ExxonMobil Corp. has let a contract to ClearSign Technologies Corp. to provide its proprietary nitrogen oxide (NOx)-reduction technology at its 561,000-b/d integrated refining and petrochemical complex in Baytown, Tex.
ExxonMobil Corp. has let a contract to ClearSign Technologies Corp. to provide its proprietary nitrogen oxide (NOx)-reduction technology at its 561,000-b/d integrated refining and petrochemical complex in Baytown, Tex.
As part of the contract, ClearSign will fabricate and install a multiburner process heater and burners equipped with its ClearSign Core NOx-reduction technology at the Baytown refinery as part of a final step in validating the technology’s effectiveness at improving energy, operational efficiency, and safety while simultaneously reducing NOx emissions, the service provider said.
The Baytown refinery installation order follows ExxonMobil’s previous order with ClearSign for early engineering and installation planning regarding a trial installation of ClearSign Core process burners at one of ExxonMobil’s US Gulf Coast refineries in 2019 following testing of the technology that involved evaluation of its application over a broad range of typical conditions—including variations in fuel heating values, turndown, and excess air—at ClearSign’s research and development site in Seattle, Wash., according to an Oct. 18, 2019, release from ClearSign.
“We are delighted to have received this order and to have advanced to this stage with ExxonMobil,” said Jim Deller, ClearSign’s chief executive officer. “This order is the final step in demonstrating our technology with a supermajor at its refinery [and] results from the dedicated work of both our team and the research-and-engineering team at ExxonMobil.”

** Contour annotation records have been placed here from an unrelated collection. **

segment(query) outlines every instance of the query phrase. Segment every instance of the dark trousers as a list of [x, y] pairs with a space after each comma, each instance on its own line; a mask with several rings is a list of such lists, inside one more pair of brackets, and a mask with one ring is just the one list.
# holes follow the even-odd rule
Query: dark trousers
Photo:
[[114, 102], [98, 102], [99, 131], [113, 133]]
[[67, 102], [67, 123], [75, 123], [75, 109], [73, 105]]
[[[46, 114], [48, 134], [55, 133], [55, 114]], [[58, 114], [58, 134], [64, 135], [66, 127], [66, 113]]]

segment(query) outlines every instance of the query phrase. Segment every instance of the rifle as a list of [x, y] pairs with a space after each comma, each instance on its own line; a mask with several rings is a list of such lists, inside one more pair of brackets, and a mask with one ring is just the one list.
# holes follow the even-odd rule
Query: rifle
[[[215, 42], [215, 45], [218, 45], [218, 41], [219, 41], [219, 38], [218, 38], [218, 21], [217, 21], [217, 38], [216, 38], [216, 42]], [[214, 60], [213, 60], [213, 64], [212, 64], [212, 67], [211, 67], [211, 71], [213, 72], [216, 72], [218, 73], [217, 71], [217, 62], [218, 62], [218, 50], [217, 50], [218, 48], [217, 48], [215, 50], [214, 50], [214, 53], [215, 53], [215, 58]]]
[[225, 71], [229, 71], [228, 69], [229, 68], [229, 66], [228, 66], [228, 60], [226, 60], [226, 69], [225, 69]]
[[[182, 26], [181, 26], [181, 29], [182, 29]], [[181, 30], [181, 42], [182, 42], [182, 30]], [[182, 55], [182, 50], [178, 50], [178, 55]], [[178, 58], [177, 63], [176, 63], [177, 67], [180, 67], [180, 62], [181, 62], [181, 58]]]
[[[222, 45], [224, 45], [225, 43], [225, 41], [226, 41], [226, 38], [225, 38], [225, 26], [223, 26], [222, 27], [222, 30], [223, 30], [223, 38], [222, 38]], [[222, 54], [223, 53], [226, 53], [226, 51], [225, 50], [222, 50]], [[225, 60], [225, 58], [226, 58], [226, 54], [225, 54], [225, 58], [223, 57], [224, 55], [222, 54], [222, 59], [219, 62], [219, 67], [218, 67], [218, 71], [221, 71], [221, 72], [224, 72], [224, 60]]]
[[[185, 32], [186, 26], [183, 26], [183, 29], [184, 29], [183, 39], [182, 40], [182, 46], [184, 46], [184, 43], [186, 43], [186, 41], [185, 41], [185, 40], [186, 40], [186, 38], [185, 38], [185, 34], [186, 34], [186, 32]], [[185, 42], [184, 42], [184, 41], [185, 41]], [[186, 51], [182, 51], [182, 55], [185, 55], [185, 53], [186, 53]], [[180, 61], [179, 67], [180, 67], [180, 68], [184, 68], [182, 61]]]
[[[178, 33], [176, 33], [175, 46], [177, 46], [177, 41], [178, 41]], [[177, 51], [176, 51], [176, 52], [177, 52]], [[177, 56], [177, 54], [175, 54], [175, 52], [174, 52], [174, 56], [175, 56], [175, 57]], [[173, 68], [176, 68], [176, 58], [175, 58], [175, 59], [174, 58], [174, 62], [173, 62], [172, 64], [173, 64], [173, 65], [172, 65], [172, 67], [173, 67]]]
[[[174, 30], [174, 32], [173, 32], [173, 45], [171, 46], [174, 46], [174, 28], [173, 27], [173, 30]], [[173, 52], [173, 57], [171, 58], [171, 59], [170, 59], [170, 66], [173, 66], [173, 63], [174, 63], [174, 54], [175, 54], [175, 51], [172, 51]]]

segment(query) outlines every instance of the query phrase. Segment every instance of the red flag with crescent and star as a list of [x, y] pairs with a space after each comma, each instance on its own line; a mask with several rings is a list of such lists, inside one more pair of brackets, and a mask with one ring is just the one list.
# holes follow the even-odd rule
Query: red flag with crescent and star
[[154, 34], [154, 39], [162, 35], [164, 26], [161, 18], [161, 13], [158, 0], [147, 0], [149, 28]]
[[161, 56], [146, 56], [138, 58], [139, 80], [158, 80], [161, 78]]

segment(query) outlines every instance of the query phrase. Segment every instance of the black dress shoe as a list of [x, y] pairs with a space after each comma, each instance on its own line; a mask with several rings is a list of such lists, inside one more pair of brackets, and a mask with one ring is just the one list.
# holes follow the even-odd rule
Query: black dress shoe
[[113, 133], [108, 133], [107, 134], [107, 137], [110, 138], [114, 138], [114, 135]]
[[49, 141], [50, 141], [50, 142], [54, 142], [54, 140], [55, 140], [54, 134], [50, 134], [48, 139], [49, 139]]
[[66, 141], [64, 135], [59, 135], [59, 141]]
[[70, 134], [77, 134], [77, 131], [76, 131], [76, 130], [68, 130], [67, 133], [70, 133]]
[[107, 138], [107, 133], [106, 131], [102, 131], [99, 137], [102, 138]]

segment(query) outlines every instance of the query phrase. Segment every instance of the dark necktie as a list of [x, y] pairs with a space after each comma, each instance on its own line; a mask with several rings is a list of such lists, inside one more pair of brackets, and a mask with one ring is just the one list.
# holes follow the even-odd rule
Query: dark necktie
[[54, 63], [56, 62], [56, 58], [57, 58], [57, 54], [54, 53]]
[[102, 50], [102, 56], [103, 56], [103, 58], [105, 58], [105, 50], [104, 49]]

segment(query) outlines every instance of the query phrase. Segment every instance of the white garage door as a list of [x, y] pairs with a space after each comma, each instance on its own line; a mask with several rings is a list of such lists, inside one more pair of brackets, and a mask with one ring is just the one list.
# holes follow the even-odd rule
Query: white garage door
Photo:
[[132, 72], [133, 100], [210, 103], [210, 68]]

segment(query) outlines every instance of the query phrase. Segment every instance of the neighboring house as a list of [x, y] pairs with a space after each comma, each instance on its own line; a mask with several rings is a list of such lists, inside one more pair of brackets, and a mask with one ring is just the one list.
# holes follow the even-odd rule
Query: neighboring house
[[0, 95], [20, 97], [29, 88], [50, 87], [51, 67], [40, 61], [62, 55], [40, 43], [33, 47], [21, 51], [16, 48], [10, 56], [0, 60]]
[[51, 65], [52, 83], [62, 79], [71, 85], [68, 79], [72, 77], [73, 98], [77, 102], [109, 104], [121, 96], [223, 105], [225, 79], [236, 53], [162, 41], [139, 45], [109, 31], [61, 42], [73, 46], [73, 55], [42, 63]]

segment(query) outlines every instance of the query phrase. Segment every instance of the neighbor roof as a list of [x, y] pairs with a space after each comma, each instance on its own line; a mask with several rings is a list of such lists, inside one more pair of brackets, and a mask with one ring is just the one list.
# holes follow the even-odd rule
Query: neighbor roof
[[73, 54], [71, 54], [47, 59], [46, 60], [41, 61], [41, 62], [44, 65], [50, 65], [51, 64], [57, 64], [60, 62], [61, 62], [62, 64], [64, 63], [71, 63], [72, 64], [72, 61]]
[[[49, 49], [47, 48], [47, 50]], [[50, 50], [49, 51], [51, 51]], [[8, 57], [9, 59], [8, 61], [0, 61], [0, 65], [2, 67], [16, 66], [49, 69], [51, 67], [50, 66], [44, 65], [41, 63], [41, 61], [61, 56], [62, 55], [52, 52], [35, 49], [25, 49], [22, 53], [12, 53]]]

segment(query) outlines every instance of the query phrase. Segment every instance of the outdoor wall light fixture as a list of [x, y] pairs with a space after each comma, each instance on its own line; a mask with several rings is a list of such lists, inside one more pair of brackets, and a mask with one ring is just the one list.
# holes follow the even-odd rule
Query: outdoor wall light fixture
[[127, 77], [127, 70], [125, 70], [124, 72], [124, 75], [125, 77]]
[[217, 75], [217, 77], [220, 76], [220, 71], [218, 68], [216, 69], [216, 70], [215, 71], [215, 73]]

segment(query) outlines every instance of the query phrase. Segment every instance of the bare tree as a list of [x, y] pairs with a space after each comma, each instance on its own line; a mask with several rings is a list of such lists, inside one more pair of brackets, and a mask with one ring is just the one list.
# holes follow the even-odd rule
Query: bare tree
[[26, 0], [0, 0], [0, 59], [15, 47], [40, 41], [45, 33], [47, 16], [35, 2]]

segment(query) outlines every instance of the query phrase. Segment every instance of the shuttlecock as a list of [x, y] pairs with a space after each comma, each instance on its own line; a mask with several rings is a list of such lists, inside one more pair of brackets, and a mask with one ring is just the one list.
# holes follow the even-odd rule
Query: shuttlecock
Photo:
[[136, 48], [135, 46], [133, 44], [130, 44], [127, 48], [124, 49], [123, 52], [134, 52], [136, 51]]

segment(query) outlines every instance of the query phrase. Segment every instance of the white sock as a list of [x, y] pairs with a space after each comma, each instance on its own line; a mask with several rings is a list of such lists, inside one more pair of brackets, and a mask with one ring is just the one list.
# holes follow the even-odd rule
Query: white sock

ClearSign disclosed neither a value of the order nor a timeframe for the technology’s implementation at the Baytown complex.
Retrofittable for crude heaters, vacuum heaters, hot-oil and heat-medium heaters, regeneration gas heaters, reactor-feed heaters, reboiler heaters, reformers, and delayed cokers, ClearSign Core process burner technology has been implemented as part of a retrofit installation of five ClearSign Plug & Play burners on a process heater in a California refinery to demonstrate the technology as a best available control technology (BACT) candidate for the South Coast Air Quality Management District and the refiner, according to Jan. 31, 2020, and Feb. 18, 2019, releases from ClearSign.
Based on preliminary estimates, if successful, ClearSign said it expects the California refinery implementation to reduce the refinery’s current NOx emissions by more than 15 tonnes without the use of catalysts, chemicals, utility consumption, or other inefficient requirements of established technologies.
ClearSign’s NOx-reduction technologies also have previously been installed to effectively achieve lower emissions and help improve operational efficiency at other US refineries (OGJ Online, Apr. 1, 2019; Mar. 6, 2017; Oct. 1, 2015).